MIT-LCP / physionet-build

The new PhysioNet platform.
https://physionet.org/
BSD 3-Clause "New" or "Revised" License
55 stars 20 forks source link

S3: usage monitoring #2098

Open bemoody opened 12 months ago

bemoody commented 12 months ago

(Splitting this off from #2093 as this is kind of a separate issue, and affects both public and restricted data.)

As we post data on Amazon S3, we want to be able to gather some metrics of usage. "Metrics" might include things like:

Gathering such metrics isn't essential, nor do I particularly care which metrics we capture, but it would be highly desirable to have some way of measuring a project's usage. We should try to understand the monitoring services that Amazon provides, insofar as their pricing and technical limitations may have a major impact on how we want to structure the data buckets.

As usual, I have zero actual experience or inside knowledge and am trying to guess, based on the buzzword-infested public documentation, how the AWS system actually works and what services might provide what we're looking for.

bemoody commented 12 months ago

CloudWatch (https://docs.aws.amazon.com/AmazonS3/latest/userguide/cloudwatch-monitoring.html)

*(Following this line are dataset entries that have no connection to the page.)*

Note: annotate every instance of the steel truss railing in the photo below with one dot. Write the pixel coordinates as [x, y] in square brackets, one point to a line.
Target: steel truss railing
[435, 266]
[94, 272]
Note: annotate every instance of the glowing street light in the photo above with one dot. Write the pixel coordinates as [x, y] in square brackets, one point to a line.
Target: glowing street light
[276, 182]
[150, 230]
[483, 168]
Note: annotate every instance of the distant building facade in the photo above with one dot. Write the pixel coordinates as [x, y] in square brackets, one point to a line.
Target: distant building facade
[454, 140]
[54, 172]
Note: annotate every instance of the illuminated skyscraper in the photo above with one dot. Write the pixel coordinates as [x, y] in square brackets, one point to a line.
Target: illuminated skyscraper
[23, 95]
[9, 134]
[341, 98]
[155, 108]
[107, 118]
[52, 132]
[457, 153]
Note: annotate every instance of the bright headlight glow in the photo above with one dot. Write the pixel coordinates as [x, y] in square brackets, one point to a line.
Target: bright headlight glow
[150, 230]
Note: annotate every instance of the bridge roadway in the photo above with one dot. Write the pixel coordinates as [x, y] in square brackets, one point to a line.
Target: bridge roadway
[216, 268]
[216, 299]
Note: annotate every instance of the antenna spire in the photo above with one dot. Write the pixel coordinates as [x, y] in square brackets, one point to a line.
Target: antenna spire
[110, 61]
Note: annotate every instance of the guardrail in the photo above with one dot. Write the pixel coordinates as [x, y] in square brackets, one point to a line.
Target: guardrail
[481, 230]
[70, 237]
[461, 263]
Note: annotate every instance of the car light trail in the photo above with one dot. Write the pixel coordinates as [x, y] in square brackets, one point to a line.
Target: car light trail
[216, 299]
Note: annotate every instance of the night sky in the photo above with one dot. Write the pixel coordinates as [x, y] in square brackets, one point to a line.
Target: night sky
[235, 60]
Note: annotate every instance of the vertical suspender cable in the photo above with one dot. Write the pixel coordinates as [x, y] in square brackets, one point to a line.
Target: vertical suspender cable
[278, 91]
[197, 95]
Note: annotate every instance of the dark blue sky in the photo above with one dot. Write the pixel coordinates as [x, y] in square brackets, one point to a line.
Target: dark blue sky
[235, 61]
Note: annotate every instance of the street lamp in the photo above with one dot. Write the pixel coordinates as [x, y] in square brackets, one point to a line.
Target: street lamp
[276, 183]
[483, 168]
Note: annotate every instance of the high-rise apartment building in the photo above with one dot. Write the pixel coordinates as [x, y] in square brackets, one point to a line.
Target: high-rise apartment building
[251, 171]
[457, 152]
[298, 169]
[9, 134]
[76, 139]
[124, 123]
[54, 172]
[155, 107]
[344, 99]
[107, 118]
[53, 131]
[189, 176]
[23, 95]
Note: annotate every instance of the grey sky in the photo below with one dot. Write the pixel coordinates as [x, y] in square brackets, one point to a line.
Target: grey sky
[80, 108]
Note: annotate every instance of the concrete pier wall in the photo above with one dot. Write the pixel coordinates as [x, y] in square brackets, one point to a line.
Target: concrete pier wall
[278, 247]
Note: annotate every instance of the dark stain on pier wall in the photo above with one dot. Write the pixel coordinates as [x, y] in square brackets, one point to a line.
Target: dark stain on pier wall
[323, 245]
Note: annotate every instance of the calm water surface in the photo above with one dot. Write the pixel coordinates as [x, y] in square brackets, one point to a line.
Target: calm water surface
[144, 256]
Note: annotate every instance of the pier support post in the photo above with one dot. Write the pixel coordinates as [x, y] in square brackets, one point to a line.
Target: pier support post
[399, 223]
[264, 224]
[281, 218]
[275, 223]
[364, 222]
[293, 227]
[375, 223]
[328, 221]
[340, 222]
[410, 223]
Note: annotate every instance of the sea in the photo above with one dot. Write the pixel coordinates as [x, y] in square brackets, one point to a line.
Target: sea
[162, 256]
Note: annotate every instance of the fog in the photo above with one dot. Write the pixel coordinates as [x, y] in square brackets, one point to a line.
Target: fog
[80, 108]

This provides (https://aws.amazon.com/cloudwatch/pricing/):

These are supposedly provided with one-minute granularity.

I don't know what a "Metric" is - a single number? If we wanted to collect four Metrics per month for each published project, that's already a non-trivial expense.

Also note this (https://docs.aws.amazon.com/AmazonS3/latest/userguide/metrics-configurations.html):

You can have a maximum of 1,000 metrics configurations per bucket.

Is a "Metrics Configuration" the same thing as a "Metric"? I'm guessing not.

If we had 100 buckets, and we wanted to know the number of requests for each bucket, how many Metrics Configurations would be required? How many Metrics would we be charged for?

If we had 100 prefixes within a single bucket, and we wanted to know the number of requests for each prefix, how many Metrics Configurations would be required? How many Metrics would we be charged for?

bemoody commented 12 months ago

S3 Storage Lens (https://docs.aws.amazon.com/AmazonS3/latest/userguide/storage_lens_basics_metrics_recommendations.html)

This provides (https://aws.amazon.com/s3/pricing/):

(FWIW, we currently have about 31 million files on PhysioNet.)

Metrics are supposedly provided with one-day granularity (or at least, the data is exported once per day.)

Here they document what things can be measured: https://docs.aws.amazon.com/AmazonS3/latest/userguide/storage_lens_metrics_glossary.html

"Advanced metrics" include "Prefix aggregation" which sounds like what we'd want. It's hard to find documentation, but the example JSON file shown here is suggestive: https://docs.aws.amazon.com/AmazonS3/latest/userguide/S3LensCLIExamples.html

bemoody commented 12 months ago

Finally, another possibility would be to store complete request logs (which can be dumped into another S3 bucket) and analyze them ourselves. The storage and transfer costs would likely be considerable.